Paru dans le Devoir du 21 février 2011 (lettres) et sur divers sites internet.

Les ressources intermédiaires (RI) sont des entreprises privées qui accueillent des personnes en perte d’autonomie nécessitant entre deux heures trente et trois heures de soins par jour. Elle leur fournissent l’hébergement, les repas et les soins d’hygiène.
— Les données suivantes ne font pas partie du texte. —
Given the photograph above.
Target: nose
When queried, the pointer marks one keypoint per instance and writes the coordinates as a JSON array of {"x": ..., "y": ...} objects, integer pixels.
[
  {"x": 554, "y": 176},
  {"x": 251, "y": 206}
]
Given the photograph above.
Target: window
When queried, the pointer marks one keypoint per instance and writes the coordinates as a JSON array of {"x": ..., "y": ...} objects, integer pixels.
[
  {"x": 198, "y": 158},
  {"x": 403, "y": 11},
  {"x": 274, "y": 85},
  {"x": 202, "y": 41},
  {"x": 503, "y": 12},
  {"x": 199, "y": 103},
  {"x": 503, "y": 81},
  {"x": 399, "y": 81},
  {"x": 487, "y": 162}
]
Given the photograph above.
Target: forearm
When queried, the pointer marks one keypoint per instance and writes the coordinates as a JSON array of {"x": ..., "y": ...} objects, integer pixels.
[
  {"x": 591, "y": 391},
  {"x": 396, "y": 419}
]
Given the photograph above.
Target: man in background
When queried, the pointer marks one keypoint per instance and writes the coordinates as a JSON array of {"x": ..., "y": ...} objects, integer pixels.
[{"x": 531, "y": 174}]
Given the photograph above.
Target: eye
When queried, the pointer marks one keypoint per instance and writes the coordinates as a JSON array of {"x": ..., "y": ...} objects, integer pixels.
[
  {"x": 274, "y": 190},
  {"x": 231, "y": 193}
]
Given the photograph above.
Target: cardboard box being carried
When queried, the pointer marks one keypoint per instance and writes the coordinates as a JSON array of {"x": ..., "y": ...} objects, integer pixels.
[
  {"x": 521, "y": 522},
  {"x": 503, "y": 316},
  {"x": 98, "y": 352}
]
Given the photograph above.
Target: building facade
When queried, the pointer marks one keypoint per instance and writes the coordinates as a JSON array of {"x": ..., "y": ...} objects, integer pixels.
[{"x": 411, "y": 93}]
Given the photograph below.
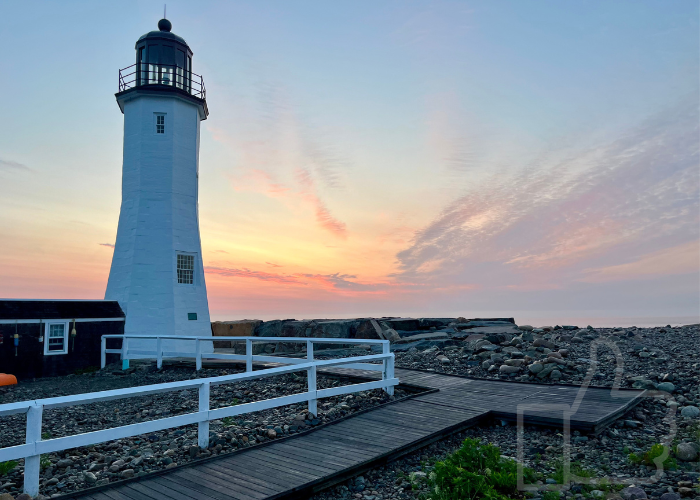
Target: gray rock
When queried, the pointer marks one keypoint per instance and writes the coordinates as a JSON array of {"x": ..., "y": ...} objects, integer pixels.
[
  {"x": 536, "y": 368},
  {"x": 543, "y": 343},
  {"x": 666, "y": 386},
  {"x": 549, "y": 368},
  {"x": 686, "y": 452},
  {"x": 690, "y": 411},
  {"x": 643, "y": 384},
  {"x": 633, "y": 493},
  {"x": 507, "y": 369}
]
Les clients leur sont référés par les CSSS qui leur versent une moyenne de 35 000 $ par personne par an.

Les CSSS de leur côté y prodiguent sur place les services de santé (infirmières, etc.).

Les média ont fait état récemment des carences constatées dans plusieurs RI (Villa Ste-Anne à Lachine, Pavillon Marquette, etc.): unilinguisme anglais du personnel, carences dans l’hygiène, piètre qualité de la nourriture, etc. Les inspecteurs gouvernementaux ne suffisent pas à la tâche.

Une étude récente de deux chercheuses de l’Institut de recherche en politiques publiques (IRPP) le confirme : la probabilité que les établissements privés offrent des services de moindre qualité est plus élevée que ce qu’on observe dans les établissements publics offrant des services aux aînés.

Les RI sont peut-être ce qu’on pourrait appeler des PPPP : les profits au privé, les problèmes au public.